Dans un article intitulé « Hourra pour la crise globale », le général russe Leonid Ivashov, président de l’Académie des problèmes géopolitiques, aborde la crise qui frappe l’économie américaine et mondiale. Publié le 26 janvier sur le site de la Fondation de la culture stratégique (fondsk.ru), l’article a été repris sur le site MiK. Dans les deux versions, Ivashov cite l’avertissement de Lyndon LaRouche à propos de l’hyperinflation et son appel à mettre le système financier en redressement judiciaire. Sur MiK, le général, dont les analyses retiennent toujours l’attention de la communauté militaire russe et sont suivies attentivement par les stratèges étrangers, qualifie LaRouche d’« Américain remarquable », précisant qu’en mai dernier, l’économiste l’avait personnellement prévenu de l’explosion financière globale imminente.

Il est vrai que les analyses de Lyndon LaRouche, traduits en russe, sont largement diffusés et répercutés dans toute la Fédération. C’est le cas de ses propos sur le danger d’hyperinflation, tenus le 22 janvier, aussitôt après la décision de la Fed de baisser ses taux directeurs, qui ont été repris, entre autres, sur Anti-glob.ru, le site de la résistance russe à la mondialisation, et sur Strateger.net, un site ukrainien. L’analyse de LaRouche apporte un contrepoids à l’opinion répandue en Russie, où trop de responsables ont l’illusion que leur pays pourrait, d’une manière ou d’une autre, échapper à la débâcle si le dollar chutait et toute l’économie américaine avec lui.

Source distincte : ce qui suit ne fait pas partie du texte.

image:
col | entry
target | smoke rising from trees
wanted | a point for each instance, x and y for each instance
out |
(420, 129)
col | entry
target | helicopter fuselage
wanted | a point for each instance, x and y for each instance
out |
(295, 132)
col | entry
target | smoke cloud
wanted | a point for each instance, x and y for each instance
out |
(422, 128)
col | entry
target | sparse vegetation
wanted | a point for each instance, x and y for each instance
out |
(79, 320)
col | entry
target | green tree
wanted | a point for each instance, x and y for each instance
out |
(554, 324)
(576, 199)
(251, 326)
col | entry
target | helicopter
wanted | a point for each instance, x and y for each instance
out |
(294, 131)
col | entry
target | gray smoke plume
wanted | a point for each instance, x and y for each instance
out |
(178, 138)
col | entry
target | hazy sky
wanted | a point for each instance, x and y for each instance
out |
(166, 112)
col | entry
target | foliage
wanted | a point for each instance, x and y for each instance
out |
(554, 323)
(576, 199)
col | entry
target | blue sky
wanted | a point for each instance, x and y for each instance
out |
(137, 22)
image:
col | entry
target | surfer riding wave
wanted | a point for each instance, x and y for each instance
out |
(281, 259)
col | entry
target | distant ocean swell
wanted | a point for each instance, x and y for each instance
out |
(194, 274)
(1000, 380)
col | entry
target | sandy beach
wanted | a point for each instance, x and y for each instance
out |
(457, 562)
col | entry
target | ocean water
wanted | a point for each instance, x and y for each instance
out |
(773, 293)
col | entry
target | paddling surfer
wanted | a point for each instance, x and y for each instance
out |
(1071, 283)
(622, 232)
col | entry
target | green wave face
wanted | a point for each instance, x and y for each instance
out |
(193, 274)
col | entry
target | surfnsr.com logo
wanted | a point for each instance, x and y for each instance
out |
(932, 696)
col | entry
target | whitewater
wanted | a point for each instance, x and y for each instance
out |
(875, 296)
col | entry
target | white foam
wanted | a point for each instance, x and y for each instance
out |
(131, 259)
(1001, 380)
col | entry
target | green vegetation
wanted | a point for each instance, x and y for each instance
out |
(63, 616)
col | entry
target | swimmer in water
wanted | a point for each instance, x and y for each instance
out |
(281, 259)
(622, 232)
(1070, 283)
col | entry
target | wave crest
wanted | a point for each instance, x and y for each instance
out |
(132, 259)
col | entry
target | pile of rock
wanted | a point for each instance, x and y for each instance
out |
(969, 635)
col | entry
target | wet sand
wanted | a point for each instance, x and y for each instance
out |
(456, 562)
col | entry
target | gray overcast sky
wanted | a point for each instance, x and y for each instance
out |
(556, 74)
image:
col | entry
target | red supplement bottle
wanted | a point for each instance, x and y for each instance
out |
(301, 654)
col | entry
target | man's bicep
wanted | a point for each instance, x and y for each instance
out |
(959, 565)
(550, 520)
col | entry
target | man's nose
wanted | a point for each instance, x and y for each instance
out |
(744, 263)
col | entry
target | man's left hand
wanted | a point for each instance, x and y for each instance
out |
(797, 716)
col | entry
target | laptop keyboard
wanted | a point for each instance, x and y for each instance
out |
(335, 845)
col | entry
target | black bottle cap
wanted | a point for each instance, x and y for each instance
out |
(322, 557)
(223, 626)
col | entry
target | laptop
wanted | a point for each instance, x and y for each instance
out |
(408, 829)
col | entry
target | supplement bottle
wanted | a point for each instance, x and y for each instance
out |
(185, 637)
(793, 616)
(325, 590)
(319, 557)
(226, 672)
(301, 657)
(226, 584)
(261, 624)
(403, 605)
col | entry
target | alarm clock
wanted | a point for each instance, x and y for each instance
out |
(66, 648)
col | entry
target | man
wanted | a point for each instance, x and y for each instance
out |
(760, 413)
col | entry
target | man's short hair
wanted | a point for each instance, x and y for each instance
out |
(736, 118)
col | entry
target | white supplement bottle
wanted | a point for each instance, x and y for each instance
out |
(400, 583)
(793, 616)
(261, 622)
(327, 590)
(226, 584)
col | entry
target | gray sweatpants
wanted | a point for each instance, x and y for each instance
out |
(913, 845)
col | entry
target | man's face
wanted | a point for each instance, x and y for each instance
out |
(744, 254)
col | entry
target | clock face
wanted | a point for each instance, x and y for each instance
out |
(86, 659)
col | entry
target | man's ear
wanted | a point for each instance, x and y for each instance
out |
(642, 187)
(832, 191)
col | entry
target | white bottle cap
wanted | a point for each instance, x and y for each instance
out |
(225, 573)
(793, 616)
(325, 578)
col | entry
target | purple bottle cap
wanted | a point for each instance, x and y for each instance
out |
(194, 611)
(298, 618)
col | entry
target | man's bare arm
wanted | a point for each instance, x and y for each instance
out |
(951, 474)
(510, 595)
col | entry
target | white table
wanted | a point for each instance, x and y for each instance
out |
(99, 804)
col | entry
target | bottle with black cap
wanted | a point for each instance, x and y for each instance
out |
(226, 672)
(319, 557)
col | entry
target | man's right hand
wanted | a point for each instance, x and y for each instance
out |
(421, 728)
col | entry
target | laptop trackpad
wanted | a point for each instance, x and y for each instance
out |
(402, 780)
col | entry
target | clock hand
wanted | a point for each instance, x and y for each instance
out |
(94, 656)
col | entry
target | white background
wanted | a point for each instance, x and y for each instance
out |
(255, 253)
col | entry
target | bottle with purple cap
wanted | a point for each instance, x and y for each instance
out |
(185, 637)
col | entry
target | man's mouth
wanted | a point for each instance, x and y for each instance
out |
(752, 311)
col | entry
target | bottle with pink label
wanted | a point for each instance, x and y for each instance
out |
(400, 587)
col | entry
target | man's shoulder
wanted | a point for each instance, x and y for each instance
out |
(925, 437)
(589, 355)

Ce n’est pas le cas du général Ivashov. Ancien directeur du département international du ministère russe de la Défense, il compte parmi les plus perspicaces et les plus sérieux des analystes russes. Dans son article de fin janvier, après avoir évoqué la crise financière et économique, mais aussi éminemment culturelle à laquelle le monde fait face, il écrit : « Lyndon LaRouche, qui n’a cessé de mettre en garde contre l’effondrement imminent, a lancé cet appel : ‘Au lieu de perpétuer les absurdes tentatives de stimuler un cadavre, le gouvernement des Etats-Unis doit utiliser ses pouvoirs souverains pour mettre son propre système financier en redressement judiciaire, créant ainsi un précédent et fournissant le contexte dans lequel d’autres nations pourront agir.’ »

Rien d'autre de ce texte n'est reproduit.